MPI provides a list of predefined operations that can be used to combine the elements stored in
sendbuf . MPI also allows programmers to define their own operations, which is not covered in
this book. The predefined operations are shown in Table 6.3 . For example, in order to compute
the maximum of the elements stored in sendbuf , the MPI_MAX value must be used for the op
argument. Not all of these operations can be applied to all possible data-types supported by
MPI. For example, a bit-wise OR operation (i.e., op = MPI_BOR ) is not defined for real-valued
data-types such as MPI_FLOAT and MPI_REAL . The last column of Table 6.3 shows the various
data-types that can be used with each operation.
MPI_MAX
Maximum
C integers and floating point
MPI_MIN
Minimum
C integers and floating point
MPI_SUM
Sum
C integers and floating point
MPI_PROD
Product
C integers and floating point
MPI_LAND
Logical AND
C integers
MPI_BAND
Bit-wise AND
C integers and byte
MPI_LOR
Logical OR
C integers
MPI_BOR
Bit-wise OR
C integers and byte
MPI_LXOR
Logical XOR
C integers
MPI_BXOR
Bit-wise XOR
C integers and byte
MPI_MAXLOC
max-min value-location
Data-pairs
MPI_MINLOC
min-min value-location
Data-pairs
Table 6.3. Predefined reduction operations.
Operation Meaning Datatypes
The operation MPI_MAXLOC combines pairs of values (vi , li ) and returns the pair (v , l ) such
that v is the maximum among all vi 's and l is the smallest among all li 's such that v = vi .

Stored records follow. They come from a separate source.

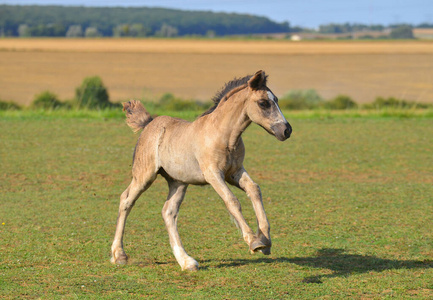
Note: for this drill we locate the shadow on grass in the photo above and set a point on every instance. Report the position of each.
(340, 263)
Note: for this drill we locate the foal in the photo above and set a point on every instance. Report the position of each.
(207, 151)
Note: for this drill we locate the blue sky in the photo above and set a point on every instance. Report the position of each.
(306, 13)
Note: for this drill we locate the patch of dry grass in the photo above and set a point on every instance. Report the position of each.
(137, 68)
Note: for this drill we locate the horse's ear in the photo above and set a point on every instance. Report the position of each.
(257, 80)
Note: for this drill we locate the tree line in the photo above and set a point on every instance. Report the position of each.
(56, 21)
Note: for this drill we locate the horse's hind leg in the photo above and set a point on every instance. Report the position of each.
(169, 213)
(127, 201)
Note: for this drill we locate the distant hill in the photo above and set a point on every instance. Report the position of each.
(133, 21)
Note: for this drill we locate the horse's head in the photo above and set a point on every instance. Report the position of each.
(262, 108)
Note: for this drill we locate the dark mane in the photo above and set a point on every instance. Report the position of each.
(229, 86)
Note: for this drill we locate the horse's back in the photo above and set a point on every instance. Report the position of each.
(170, 143)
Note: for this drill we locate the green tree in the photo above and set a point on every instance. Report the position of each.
(46, 100)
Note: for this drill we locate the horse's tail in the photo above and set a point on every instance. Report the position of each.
(137, 116)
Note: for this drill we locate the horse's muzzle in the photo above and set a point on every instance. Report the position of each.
(282, 131)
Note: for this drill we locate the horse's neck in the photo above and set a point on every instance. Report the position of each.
(231, 121)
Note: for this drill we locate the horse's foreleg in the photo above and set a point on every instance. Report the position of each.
(127, 201)
(216, 179)
(169, 213)
(244, 181)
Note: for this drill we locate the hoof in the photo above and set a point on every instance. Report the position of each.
(191, 265)
(266, 251)
(193, 268)
(256, 246)
(120, 260)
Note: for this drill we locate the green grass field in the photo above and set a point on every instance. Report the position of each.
(349, 199)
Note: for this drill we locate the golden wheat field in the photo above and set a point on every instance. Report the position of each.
(137, 68)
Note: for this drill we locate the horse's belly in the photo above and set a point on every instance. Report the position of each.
(184, 169)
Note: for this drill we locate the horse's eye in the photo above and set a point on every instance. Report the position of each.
(264, 104)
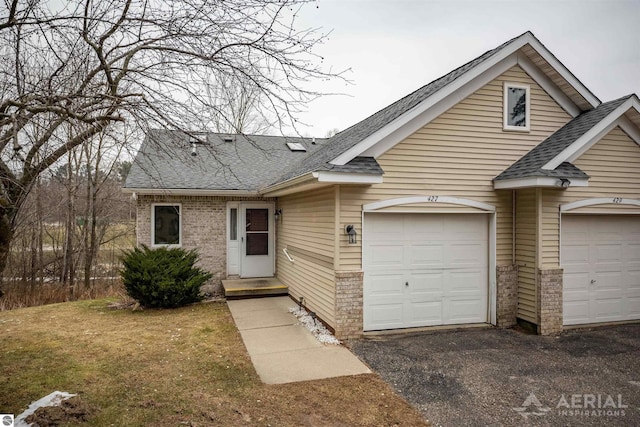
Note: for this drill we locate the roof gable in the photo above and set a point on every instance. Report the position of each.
(552, 158)
(165, 161)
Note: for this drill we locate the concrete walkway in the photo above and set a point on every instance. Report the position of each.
(282, 351)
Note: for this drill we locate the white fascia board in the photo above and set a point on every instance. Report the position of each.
(347, 178)
(563, 71)
(188, 192)
(512, 184)
(288, 183)
(630, 129)
(586, 141)
(545, 83)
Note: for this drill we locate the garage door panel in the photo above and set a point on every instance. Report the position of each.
(445, 256)
(425, 282)
(385, 256)
(427, 313)
(600, 256)
(467, 255)
(425, 255)
(576, 254)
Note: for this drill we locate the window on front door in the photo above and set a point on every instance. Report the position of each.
(257, 231)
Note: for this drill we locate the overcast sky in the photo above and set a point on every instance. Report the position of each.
(392, 47)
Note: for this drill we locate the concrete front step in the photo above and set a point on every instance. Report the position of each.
(244, 288)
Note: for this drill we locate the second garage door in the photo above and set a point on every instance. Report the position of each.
(425, 269)
(601, 261)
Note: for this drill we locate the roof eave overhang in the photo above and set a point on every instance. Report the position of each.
(187, 192)
(539, 182)
(319, 179)
(449, 95)
(597, 132)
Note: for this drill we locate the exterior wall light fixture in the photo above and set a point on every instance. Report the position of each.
(351, 232)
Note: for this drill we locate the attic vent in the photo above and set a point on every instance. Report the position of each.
(296, 146)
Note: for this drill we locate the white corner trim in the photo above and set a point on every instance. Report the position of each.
(527, 107)
(598, 201)
(512, 184)
(371, 207)
(593, 135)
(347, 178)
(630, 129)
(548, 86)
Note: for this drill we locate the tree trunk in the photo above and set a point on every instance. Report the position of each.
(6, 234)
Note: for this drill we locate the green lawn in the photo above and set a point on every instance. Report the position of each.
(167, 367)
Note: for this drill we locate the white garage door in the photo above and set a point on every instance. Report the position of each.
(601, 260)
(425, 269)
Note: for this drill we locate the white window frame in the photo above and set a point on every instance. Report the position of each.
(153, 226)
(505, 107)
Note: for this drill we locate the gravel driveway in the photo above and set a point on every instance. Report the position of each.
(493, 376)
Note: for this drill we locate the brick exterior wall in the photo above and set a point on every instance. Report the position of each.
(550, 301)
(204, 227)
(349, 285)
(507, 295)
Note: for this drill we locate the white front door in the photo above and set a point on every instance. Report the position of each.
(601, 260)
(425, 269)
(256, 240)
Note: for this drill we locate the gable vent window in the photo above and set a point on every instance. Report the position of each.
(296, 146)
(516, 107)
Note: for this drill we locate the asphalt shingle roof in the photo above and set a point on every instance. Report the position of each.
(248, 162)
(530, 165)
(351, 136)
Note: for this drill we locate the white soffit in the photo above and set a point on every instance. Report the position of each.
(586, 141)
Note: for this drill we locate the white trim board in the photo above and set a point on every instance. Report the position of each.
(598, 201)
(547, 182)
(372, 207)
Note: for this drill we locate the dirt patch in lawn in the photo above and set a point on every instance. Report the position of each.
(72, 410)
(168, 367)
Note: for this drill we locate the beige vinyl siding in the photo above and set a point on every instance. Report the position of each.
(613, 165)
(458, 154)
(306, 229)
(526, 247)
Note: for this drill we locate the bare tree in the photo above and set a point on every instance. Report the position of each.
(69, 70)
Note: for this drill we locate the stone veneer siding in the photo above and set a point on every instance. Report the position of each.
(204, 227)
(349, 288)
(550, 301)
(507, 295)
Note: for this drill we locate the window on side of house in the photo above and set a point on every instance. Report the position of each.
(166, 225)
(516, 106)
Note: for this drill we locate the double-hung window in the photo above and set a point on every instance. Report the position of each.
(166, 229)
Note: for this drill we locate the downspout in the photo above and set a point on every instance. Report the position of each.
(513, 227)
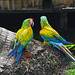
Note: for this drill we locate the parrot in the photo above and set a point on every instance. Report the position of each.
(52, 37)
(23, 36)
(71, 48)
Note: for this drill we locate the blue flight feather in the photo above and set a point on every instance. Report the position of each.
(11, 53)
(18, 57)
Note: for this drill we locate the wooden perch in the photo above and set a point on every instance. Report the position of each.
(45, 60)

Similarly, MPI_MINLOC combines pairs of values and returns the pair (v , l ) such that v is the
minimum among all vi 's and l is the smallest among all li 's such that v = vi . One possible
application of MPI_MAXLOC or MPI_MINLOC is to compute the maximum or minimum of a list of
numbers each residing on a different process and also the rank of the first process that stores
this maximum or minimum, as illustrated in Figure 6.6 . Since both MPI_MAXLOC and
MPI_MINLOC require datatypes that correspond to pairs of values, a new set of MPI datatypes
have been defined as shown in Table 6.4 . In C, these datatypes are implemented as structures
containing the corresponding types.
Figure 6.6. An example use of the MPI_MINLOC and MPI_MAXLOC operators.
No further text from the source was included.